Het vorenstaande leidt tot het oordeel dat de gevorderde ontruiming wordt toegewezen. Daarbij is er in het licht van al het voorgaande en gelet op het spoedeisend belang onvoldoende aanleiding het vonnis niet uitvoerbaar bij voorraad te verklaren, zoals door [gedaagde sub 2] is verzocht. De omstandigheid dat [gedaagde sub 2] mogelijk hoger beroep zal instellen is daarvoor onvoldoende. [gedaagde sub 2] heeft de kantonrechter verzocht de termijn waarbinnen [gedaagde sub 2] de woning zou moeten verlaten op een langere termijn te stellen dan de gevorderde veertien dagen. De kantonrechter ziet in de omstandigheden van [gedaagde sub 2] aanleiding om de ontruimingstermijn op drie maanden te stellen na betekening van dit vonnis.
4.13.
Alle goederen van [gedaagde sub 2] zijn onder bewind gesteld van de bewindvoerder, Beschermingsbewind Twente. Krachtens het bepaalde in artikel 1:438 BW berust de beheers- en beschikkingsbevoegdheid ten aanzien van de onder bewind staande goederen niet bij de rechthebbende, maar bij de bewindvoerder. Ingevolge artikel 1:441 lid 1 BW vertegenwoordigt de bewindvoerder bij de vervulling van zijn taak de rechthebbende in en buiten rechte. Het vorenstaande brengt mee dat Domijn in haar vorderingen tegen [gedaagde sub 2] niet-ontvankelijk zal worden verklaard, omdat zij haar vorderingen niet tegen haar in persoon, maar enkel tegen haar bewindvoerder had moeten instellen.
4.14.
Beschermingsbewind Twente zal in haar hoedanigheid van bewindvoerder over de goederen van [gedaagde sub 2] als de in het ongelijk gestelde partij in de kosten van deze procedure worden veroordeeld.

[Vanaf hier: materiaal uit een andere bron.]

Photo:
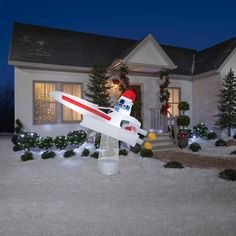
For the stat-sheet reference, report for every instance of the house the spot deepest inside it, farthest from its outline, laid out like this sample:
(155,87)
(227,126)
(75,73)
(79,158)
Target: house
(47,59)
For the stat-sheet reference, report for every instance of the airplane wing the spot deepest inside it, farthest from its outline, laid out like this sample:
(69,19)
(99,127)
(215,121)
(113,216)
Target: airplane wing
(80,105)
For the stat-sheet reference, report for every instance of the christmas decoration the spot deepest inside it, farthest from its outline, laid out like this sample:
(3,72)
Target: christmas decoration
(147,145)
(164,93)
(227,103)
(117,123)
(200,130)
(99,86)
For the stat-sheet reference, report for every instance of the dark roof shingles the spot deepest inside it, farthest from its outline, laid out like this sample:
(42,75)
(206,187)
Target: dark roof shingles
(63,47)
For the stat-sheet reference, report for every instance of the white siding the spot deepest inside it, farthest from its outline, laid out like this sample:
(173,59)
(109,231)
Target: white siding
(205,98)
(186,92)
(24,98)
(148,54)
(150,96)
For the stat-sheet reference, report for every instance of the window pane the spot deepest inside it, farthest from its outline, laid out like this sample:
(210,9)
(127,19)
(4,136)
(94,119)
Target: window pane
(67,113)
(44,105)
(171,95)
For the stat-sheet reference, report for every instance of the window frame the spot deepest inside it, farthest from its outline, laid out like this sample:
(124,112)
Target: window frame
(58,106)
(61,109)
(179,89)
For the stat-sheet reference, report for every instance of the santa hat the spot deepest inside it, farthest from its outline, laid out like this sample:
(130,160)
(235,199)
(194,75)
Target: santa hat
(130,94)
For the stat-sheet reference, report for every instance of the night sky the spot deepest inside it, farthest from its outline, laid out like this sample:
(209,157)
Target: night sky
(193,24)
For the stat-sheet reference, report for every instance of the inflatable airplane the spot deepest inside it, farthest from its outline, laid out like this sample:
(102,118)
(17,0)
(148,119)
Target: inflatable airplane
(117,123)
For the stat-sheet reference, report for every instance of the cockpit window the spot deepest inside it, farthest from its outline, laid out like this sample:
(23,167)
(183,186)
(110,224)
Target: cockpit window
(127,107)
(122,101)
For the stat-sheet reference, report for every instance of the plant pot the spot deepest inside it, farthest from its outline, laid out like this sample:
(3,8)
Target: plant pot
(182,142)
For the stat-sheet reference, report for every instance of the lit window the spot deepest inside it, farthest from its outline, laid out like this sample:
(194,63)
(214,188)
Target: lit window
(67,113)
(174,101)
(44,105)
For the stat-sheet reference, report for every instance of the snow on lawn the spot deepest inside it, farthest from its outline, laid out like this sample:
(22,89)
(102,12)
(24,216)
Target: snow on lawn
(208,148)
(69,197)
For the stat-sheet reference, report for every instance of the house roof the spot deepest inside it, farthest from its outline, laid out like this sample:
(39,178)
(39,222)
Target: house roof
(37,44)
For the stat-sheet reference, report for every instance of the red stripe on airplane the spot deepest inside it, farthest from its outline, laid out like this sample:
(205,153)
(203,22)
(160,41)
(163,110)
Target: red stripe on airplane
(87,108)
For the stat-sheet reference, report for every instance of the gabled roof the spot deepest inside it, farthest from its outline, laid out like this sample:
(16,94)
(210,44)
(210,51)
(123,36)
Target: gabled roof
(212,58)
(45,45)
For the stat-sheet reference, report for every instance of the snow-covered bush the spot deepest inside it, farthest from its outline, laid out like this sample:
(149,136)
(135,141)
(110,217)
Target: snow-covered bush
(220,143)
(27,156)
(146,153)
(45,142)
(228,174)
(85,152)
(123,152)
(136,149)
(95,155)
(60,142)
(69,153)
(211,135)
(195,147)
(48,155)
(173,164)
(76,138)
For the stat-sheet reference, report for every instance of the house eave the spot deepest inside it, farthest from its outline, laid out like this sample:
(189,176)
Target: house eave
(33,65)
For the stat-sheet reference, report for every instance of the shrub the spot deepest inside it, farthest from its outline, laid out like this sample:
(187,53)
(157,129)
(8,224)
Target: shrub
(17,148)
(200,130)
(77,137)
(97,141)
(85,152)
(60,142)
(183,106)
(146,153)
(47,155)
(220,143)
(195,147)
(14,139)
(27,156)
(228,174)
(69,153)
(211,135)
(183,120)
(173,164)
(27,140)
(136,149)
(95,155)
(45,142)
(123,152)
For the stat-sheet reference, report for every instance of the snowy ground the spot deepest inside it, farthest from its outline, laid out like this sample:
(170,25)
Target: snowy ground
(65,197)
(208,148)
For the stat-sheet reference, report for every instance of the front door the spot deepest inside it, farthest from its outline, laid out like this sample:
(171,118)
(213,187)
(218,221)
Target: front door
(137,107)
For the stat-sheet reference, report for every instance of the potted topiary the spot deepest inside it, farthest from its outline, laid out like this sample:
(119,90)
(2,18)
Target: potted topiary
(183,121)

De kosten aan de zijde van Domijn worden tot op heden begroot op:
  • dagvaarding € 98,52
  • griffierecht € 126,00
  • salaris gemachtigde
totaal € 722,52
4.15.
Beschermingsbewind Twente zal tevens worden veroordeeld in de nakosten, begroot op € 124,00. De gevorderde wettelijke rente over de proceskosten en nakosten zal worden toegewezen met inachtneming van de hierna te bepalen termijn.

5.De beslissing

De kantonrechter
5.1.
verklaart Domijn in haar vorderingen tegen [gedaagde sub 2] niet-ontvankelijk;
5.2.
veroordeelt Beschermingsbewind Twente in haar hoedanigheid van bewindvoerder over de goederen van [gedaagde sub 2] om de woning gelegen aan de [het adres] te [woonplaats] binnen drie maanden na de betekening van dit vonnis te ontruimen en ontruimd te houden en te verlaten met al het hare en met de haren, onder afgifte van alle sleutels aan Domijn;
5.3.
veroordeelt Beschermingsbewind Twente in haar hoedanigheid van bewindvoerder over de goederen van [gedaagde sub 2] in de proceskosten, tot op heden aan de kant van Domijn begroot op € 722,52, te vermeerderen met de wettelijke rente ex artikel 6:119 BW over dit bedrag met ingang van de vijftiende dag na heden tot aan de dag der algehele voldoening, en
in de nakosten, begroot op € 124,00, te vermeerderen met de wettelijke rente ex artikel 6:119 BW hierover onder de voorwaarde dat Beschermingsbewind Twente niet binnen veertien dagen na aanschrijving aan de inhoud van dit vonnis heeft voldaan;
5.4.
verklaart dit vonnis uitvoerbaar bij voorraad;
5.6.
wijst het meer of anders gevorderde af.
Dit vonnis is gewezen door mr. K.J. Haarhuis, kantonrechter, en in het openbaar uitgesproken op 3 december 2021.